To view a recording of a Key Review, visit the playlist on YouTube Unfiltered titled Key Reviews. If you are unable to view a video, please ensure you are logged in as GitLab Unfiltered.

Automated KPI Slides

The original demo and proposal of using the KPI Slide project is on GitLab Unfiltered (internal).

The KPI Slides project is a GitLab-internal project since it includes KPIs that are not public. Those slides are deployed to GitLab pages (also internal, you must have access to the project to see the website). Each group that presents has one markdown file with their KPIs. Every month, groups create an MR to update that markdown file. The following slides need to be updated with an MR:

  • Month on the first slide
  • Key Business Takeaways- should especially highlight any KPIs that need attention
  • OKR statuses

The following Key Reviews are automated: (all links are internal)

Google Slides

  1. The functional owner will prepare a google slide presentation with the content to be reviewed.
  2. The finance business partner assigned to the functional area will meet with the owner at least one week in advance and ensure that follow-ups from last meeting have been completed and that data to be presented has proper definitions and is derived from a Single Source of Truth.
  3. The finance business partner / preparer of the key review deck will ensure that the google slide permissions are set to comment for all in the GitLab domain.
  4. The title of every slide should be the key takeaway
  5. A label on the slide should convey whether the metric result is “on-track” (green), “needs improvement” (yellow), or is an “urgent concern” (red).
  6. Teams are encouraged to use this template.
  7. Presentations should allow commenting from everyone at GitLab.

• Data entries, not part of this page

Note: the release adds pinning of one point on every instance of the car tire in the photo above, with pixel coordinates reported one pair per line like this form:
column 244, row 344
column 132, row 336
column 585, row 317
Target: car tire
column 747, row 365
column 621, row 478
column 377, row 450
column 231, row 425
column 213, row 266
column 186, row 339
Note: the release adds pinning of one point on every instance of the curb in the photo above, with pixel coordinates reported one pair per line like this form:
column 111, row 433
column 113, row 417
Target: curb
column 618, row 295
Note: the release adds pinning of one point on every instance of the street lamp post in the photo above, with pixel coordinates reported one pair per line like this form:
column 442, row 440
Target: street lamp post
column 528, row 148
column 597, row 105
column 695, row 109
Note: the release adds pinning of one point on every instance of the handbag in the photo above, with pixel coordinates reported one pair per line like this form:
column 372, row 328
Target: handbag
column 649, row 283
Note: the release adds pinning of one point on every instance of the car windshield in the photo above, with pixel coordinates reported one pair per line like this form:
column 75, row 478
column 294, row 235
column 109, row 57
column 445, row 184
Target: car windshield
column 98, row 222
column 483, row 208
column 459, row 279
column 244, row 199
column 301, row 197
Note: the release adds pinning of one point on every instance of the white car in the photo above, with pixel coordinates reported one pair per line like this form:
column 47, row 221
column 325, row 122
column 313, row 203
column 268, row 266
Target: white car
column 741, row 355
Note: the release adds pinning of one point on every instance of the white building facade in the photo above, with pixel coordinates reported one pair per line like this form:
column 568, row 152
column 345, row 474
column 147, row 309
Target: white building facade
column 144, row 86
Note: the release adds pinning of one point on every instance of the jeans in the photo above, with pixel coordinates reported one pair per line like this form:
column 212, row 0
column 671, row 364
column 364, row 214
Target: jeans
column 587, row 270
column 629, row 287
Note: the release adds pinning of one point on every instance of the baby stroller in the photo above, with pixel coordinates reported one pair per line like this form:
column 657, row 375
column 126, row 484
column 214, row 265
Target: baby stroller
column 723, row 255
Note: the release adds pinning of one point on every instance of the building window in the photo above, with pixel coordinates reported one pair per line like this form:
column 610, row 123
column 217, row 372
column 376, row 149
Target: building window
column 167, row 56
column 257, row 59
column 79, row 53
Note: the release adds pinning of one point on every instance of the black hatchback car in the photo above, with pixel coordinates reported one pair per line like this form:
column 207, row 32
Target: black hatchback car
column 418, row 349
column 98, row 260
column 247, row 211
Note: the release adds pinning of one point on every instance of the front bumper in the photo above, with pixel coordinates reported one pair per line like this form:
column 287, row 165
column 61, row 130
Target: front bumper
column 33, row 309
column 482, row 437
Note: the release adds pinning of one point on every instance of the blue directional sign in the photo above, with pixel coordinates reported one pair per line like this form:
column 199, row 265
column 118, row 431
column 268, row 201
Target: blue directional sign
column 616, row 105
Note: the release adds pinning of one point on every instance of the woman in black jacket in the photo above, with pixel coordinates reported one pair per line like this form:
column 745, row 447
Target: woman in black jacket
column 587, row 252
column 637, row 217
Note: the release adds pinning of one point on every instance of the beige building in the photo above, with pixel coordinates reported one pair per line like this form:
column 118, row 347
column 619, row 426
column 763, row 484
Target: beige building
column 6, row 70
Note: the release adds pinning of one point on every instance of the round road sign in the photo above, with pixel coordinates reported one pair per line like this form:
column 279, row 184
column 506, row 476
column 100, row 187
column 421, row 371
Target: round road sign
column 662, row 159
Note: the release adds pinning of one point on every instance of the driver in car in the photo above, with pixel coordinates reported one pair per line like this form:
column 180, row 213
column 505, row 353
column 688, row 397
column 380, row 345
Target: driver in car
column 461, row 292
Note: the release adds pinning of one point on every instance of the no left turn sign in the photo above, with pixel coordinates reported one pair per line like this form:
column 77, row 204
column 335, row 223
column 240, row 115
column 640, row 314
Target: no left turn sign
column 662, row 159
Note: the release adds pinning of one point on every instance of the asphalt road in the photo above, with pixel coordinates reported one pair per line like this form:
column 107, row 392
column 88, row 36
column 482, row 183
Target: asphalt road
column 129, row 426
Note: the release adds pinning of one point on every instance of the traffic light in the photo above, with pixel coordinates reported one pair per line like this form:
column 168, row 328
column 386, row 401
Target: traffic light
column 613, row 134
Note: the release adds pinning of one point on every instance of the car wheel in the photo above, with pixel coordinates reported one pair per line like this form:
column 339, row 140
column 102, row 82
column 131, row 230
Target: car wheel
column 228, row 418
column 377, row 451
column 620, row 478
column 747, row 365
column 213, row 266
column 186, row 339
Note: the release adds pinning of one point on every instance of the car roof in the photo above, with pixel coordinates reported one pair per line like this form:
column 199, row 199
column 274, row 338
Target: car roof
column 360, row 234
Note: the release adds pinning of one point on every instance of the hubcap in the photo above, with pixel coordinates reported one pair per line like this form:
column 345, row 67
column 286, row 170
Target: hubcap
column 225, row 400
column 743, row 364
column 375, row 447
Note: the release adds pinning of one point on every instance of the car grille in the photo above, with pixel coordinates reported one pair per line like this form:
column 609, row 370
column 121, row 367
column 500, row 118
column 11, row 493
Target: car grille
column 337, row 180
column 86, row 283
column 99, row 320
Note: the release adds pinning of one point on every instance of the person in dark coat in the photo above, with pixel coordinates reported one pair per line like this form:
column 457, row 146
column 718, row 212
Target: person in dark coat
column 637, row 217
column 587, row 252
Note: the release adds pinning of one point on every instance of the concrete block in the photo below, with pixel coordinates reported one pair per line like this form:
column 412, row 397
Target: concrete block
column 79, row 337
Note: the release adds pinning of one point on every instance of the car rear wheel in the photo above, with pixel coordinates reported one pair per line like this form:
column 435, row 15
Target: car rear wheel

Leveraging Sisense in Google Slides

To create these slides, you will need Editor access in Sisense.

  • Edit the chart you’re interested in.
  • Click “Chart Format” (second tab on far right)
  • Under Advanced, select “Expose Public CSV URL”
  • Follow the instructions on pulling data out of Sisense
  • Select the data set and add a chart to the sheet
  • In the slides, Insert > Chart > From Sheets > find the one you’re looking for

Video with explanation of this meeting format (GitLab Internal)

Performance Indicator Pages

Many functions or departments now have Performance Indicator pages that allow one to move top-to-bottom in the handbook to see both KPIs and PIs. Here is an example of the VP of Development presenting the Development Department’s KPIs and PIs in advance of their monthly Key Review.

This method is ideal, as it is handbook-first and makes it easy for everyone to contribute. Commentary can be added via an MR to the data/performance_indicators.yml file. The executive summary section can help consumers of the information understand where to dig in futher.

The difficulty in using performance indicator pages for Key Reviews is for groups who have a signficant number of Performance Indicators that cannot be public. For folks looking to consume this information quickly, having to 2FA into Sisense to see the information can be frustrating. For functions or departments for which this is true, it is recommended to use a different Key Review format.

OKR Slides

OKR slides should:

  1. Recap top department OKRs and KRs
  2. Link to the department epics
  3. Share completion status and provide a health score
  4. Flag key achievements
  5. Highlight risks or dependencies in need of discussion

At the end of each meeting, all atendees should be able to clearly answer what we are trying to achieve and whether we are on track. The Key Review immediately following the close of quarter should address not only new OKRs but also include an update on scoring of what we have achieved in the previous quarter.